The behavior of many millions of Americans is generating an ocean of data that can be acquired no other way — data about harm-reduction from smoke-free, non-combustion products. Do they, over time, wean smokers off cigarettes? Or do they, particularly with flavors that delight the young, become a gateway to cigarettes? We will find out, unless government regulations truncate the experiment.

Regulating tobacco — a legal product that is harmful when used as intended, and marketed with heavily regulated advertising — is problematic. Democracy assumes a certain threshold of personal responsibility, individual rationality and the efficacy of information. But four centuries after King James I (1566-1625) issued his “Counterblaste to Tobacco,” many millions have not got the message.

Covid-19 has quickened interest in public health policies, including this: The most efficient thing government does, in terms of social benefits per dollar spent, is disseminate information — about the dangers of smoking, the benefits of seat belts, prudent dietary habits, etc.

In television’s early days, the sponsor of NBC’s “Camel News Caravan” required that anchor John Cameron Swayze have a lit Camel cigarette constantly in view. In 1964, the U.S. surgeon general announced what had been common knowledge long before a character in a 1906 O. Henry short story used common slang for cigarettes: “Say, sport, have you got a coffin nail on you?” That inhaling smoke from a burning plant is unhealthy was clear to King James I — Britain’s coffers would soon bulge with tobacco earnings from its Virginia colony — who denounced tobacco as “harmful to the brain, dangerous to the lungs.” That tobacco is addictive also has long been known. In 1845, John Quincy Adams, then 78, said, “In my early youth I was addicted to tobacco.”
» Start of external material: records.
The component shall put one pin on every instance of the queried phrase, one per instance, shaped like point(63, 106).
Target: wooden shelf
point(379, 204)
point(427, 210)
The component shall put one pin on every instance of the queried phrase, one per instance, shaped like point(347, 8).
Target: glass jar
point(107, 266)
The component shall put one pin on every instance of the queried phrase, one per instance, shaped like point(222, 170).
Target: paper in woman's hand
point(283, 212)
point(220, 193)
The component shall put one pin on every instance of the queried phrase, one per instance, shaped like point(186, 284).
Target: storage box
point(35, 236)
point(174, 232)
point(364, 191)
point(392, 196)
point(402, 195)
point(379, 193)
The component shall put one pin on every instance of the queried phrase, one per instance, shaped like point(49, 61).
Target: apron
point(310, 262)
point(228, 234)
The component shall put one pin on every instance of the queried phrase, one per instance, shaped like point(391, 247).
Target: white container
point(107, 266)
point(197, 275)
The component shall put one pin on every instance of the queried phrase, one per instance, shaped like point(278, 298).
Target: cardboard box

Yet in 2020, year one of a respiratory illness pandemic, smoking, which is still the nation’s foremost cause of preventable death (it has taken many more lives than all U.S. wars combined) increased: For the first time in 20 years, cigarette sale rose (to 203.7 billion). In January, the New York Times’s John Ortved wrote a darkly hilarious report on young renegade smokers, such as the Columbia University pre-med student who declined to be identified lest her career in medicine be affected. Another young woman said that “hot guys that I’m into” consider smoking (oxymoron alert) “Grunge sophisticated.” She evidently does not subscribe to the axiom that kissing a smoker is like licking an ashtray.
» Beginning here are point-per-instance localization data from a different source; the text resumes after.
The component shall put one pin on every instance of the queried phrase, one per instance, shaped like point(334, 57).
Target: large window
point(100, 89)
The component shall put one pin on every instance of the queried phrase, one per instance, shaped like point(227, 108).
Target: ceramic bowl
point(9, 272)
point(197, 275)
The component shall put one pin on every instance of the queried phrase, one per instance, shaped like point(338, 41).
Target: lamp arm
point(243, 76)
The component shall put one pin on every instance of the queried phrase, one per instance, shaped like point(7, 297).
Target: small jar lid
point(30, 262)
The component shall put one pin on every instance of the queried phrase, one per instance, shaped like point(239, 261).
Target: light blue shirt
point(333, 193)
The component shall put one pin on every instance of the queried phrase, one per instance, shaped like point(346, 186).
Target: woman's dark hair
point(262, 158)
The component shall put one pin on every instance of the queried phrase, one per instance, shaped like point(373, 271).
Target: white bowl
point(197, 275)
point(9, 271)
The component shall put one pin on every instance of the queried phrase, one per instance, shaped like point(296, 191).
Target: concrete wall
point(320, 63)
But an ingenious public service ad in California’s late 20th century antismoking campaign said: “I tried it twice and I, ah, got all red in the face and I couldn’t inhale and I felt like jerk and, ah, never tried it again, which is the same as what happened to me with sex.” The percentage of Californian smoking declined 17 percent in three years.

In the mid-1950s, nearly half of American adults smoked. Today, one-eighth do. The reduction is stunning; the persistence of 1 in 8 is more so. In the mid-1950s, smoking was a marker of sophistication and élan. Today, it is déclassé. Quite a change for a nation the father of which was an aristocratic tobacco farmer.